Synaxarion for the Saturday of Lazarus
By Nikephoros Kallistos Xanthopoulos
SAINT LAZARUS SATURDAY
On this day, the Saturday before Palm Sunday, we celebrate the Raising of Lazarus, the holy and righteous friend of Christ, who lay for four days in the tomb.
Thou lamentest, O Jesus: this belongeth to Thy mortal nature.
Thou givest life to Thy friend: this is wrought by Thy Divine might.
Lazarus was a Hebrew by birth and a Pharisee by profession, and, as has been ascertained, was a son of Simon the Pharisee, from the village of Bethany. When our Lord Jesus Christ was sojourning in the land for the salvation of our race, Simon was united to Him in friendship. Since Christ was constantly conversing with Simon, in view of the latter’s professed belief in the resurrection of the dead, and frequently visited his house, Lazarus became His close friend, and not only Lazarus himself, but also his two sisters, Martha and Mary. Now that the saving Passion was drawing near, it was necessary to provide a more precise assurance of the Mystery of the Resurrection. While Jesus was staying beyond Jordan, having previously raised the daughter of Jairus and the son of the widow from the dead, His friend Lazarus reposed, overcome by a serious illness. Jesus, therefore, though absent, said to His Disciples, “Lazarus sleepeth,” and again, after a short time, “Lazarus is dead.” Leaving the region around Jordan, He went to Bethany, having been summoned by the sisters of the deceased man (Bethany is about fifteen stadia from Jerusalem). He was met by the sisters of Lazarus, who said: “Lord, if Thou hadst been here, our brother would not have died; but even now, if it be Thy will, Thou shalt raise him up; for Thou canst do so.” Jesus asked the crowd: “Where have ye laid him?” At once, they all led Him to the tomb. When the stone had been removed, Martha said: “Lord, by this time he stinketh; for he hath been dead four days.” Then Jesus prayed, and, shedding tears for the one who lay there, cried with a loud voice: “Lazarus, come forth.” The dead man immediately came forth, and after being unbound, left for home. This wondrous miracle aroused the people of the Hebrews, who raged against Christ, to envy. Jesus departed once more. The High Priests plotted to kill Lazarus, because many who saw him joined with Christ. But Lazarus, on learning what they had in mind, fled to the island of Cyprus, and sojourning there, was later made Bishop of the city of Kition by the Apostles. Having lived a good and God-pleasing life for thirty years after he was revived, he reposed again. He is buried in that place, where he has wrought many miracles.
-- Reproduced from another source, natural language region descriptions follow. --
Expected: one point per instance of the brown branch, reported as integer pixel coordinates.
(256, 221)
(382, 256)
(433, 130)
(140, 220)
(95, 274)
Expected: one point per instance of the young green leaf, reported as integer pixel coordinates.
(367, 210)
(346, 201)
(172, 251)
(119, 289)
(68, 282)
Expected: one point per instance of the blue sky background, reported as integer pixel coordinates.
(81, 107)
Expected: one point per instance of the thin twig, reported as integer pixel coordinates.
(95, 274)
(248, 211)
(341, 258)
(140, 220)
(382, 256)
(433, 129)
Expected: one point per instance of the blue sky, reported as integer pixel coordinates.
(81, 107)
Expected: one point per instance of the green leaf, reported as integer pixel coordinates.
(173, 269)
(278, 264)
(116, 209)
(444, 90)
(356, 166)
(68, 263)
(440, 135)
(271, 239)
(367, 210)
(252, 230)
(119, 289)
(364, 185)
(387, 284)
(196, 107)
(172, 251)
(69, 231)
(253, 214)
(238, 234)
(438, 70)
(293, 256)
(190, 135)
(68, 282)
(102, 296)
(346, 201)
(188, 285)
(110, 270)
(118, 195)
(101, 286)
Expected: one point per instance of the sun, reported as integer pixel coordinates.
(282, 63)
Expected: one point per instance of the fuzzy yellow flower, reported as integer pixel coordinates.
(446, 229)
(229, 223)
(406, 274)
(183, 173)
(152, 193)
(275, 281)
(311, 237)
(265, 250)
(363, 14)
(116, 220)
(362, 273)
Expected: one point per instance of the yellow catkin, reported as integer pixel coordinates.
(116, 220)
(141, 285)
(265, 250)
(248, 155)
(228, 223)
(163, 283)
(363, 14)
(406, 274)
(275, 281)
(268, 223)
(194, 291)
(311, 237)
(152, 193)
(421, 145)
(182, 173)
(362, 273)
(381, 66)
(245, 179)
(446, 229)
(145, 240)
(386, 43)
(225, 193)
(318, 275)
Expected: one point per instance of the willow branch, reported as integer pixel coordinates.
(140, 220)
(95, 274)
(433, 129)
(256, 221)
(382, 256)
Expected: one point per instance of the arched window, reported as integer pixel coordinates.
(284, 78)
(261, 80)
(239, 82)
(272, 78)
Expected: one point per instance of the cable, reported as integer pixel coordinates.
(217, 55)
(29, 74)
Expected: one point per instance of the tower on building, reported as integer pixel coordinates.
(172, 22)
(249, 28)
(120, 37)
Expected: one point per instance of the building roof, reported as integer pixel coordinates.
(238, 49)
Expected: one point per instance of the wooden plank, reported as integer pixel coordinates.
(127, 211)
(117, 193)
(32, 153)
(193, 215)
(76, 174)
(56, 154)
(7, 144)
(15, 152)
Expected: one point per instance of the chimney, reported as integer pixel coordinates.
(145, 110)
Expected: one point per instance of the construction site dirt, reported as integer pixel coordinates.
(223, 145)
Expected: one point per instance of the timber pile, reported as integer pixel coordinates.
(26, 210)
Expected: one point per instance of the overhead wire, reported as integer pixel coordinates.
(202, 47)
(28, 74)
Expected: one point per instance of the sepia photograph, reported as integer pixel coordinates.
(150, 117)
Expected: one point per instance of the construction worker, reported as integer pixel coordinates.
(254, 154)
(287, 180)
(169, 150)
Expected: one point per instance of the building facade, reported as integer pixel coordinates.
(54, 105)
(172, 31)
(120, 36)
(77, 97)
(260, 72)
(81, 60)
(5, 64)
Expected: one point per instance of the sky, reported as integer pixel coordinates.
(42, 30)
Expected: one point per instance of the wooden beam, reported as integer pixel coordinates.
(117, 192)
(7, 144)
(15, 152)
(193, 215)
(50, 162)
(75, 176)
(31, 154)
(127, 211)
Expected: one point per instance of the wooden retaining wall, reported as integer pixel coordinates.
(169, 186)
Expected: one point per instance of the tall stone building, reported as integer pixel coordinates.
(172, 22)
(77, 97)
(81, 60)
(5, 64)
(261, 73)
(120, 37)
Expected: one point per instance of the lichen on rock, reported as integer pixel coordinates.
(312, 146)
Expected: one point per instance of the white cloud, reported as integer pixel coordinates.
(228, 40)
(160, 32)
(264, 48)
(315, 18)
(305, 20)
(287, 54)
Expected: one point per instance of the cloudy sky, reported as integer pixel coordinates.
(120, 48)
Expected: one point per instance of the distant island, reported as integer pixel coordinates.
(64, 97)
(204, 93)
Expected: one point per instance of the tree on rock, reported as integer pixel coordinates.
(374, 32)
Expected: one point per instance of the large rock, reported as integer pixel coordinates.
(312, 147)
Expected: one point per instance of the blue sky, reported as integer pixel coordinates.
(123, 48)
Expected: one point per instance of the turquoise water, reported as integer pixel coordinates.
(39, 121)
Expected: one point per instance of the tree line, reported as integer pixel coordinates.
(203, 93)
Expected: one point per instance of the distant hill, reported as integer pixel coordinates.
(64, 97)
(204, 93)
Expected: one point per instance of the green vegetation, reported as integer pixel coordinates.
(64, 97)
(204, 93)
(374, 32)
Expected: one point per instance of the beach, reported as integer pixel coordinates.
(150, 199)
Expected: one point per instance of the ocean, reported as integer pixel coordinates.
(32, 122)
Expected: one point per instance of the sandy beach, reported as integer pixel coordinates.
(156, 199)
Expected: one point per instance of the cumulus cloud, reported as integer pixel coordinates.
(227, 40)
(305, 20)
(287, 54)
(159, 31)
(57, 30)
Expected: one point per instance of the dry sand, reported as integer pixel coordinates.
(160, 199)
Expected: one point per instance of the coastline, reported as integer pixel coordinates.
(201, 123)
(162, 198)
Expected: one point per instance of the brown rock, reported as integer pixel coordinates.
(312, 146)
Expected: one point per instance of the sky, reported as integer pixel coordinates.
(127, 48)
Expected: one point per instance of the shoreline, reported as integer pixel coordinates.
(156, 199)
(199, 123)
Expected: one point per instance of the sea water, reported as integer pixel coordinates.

It is said that after he was brought back to life he ate nothing without first sweetening it, and that the All-Pure Mother of God made his Omophorion with her own hands and presented him with it. On the basis of a Divine vision, the most wise Emperor Leo transferred this precious and holy Relic from Cyprus and deposited it reverently and at great expense in the Church dedicated to St. Lazarus which he had built in Constantinople; it lies on the right as you enter the Church by the front walls of the holy Altar. This precious Relic of his remains there to this day, giving off an ineffable fragrance.
Our Holy and God-bearing Fathers, or rather, the Holy Apostles, decreed that the Raising of Lazarus be celebrated on this day, after the forty-day Fast, and they decreed that the Holy Passion of our Lord Jesus Christ be celebrated after this, because they ascertained that this miracle was the beginning and cause of the fury of the Jews against Christ, and this is why they assigned this place to such a preternatural wonder. Only St. John the Evangelist wrote about this event, since the other Evangelists passed over it—perhaps because Lazarus was still alive and visible. It is said that this is the reason why St. John wrote the rest of his Gospel, and also because the other Evangelists said nothing about the unoriginate Nativity of Christ; for this is what men were being asked to believe, that Christ was the Son of God and God, that He arose, and that there would be a resurrection of the dead. The latter is more credible on account of the Raising of Lazarus. Lazarus said nothing about the realm of Hades, either because he was not permitted to see things there perfectly or because, having seen them, he was commanded to keep silent about them. It is on this basis that every recently deceased person is called “Lazarus” and his burial shroud is called a lazároma, the word perhaps hinting that we should bring to mind the first Lazarus; for if the latter was raised by the word of Christ and came to life again, so the former, although he has died, will rise again at the last trumpet and live eternally.
By the intercessions of Thy friend Lazarus, O Christ God, have mercy on us. Amen.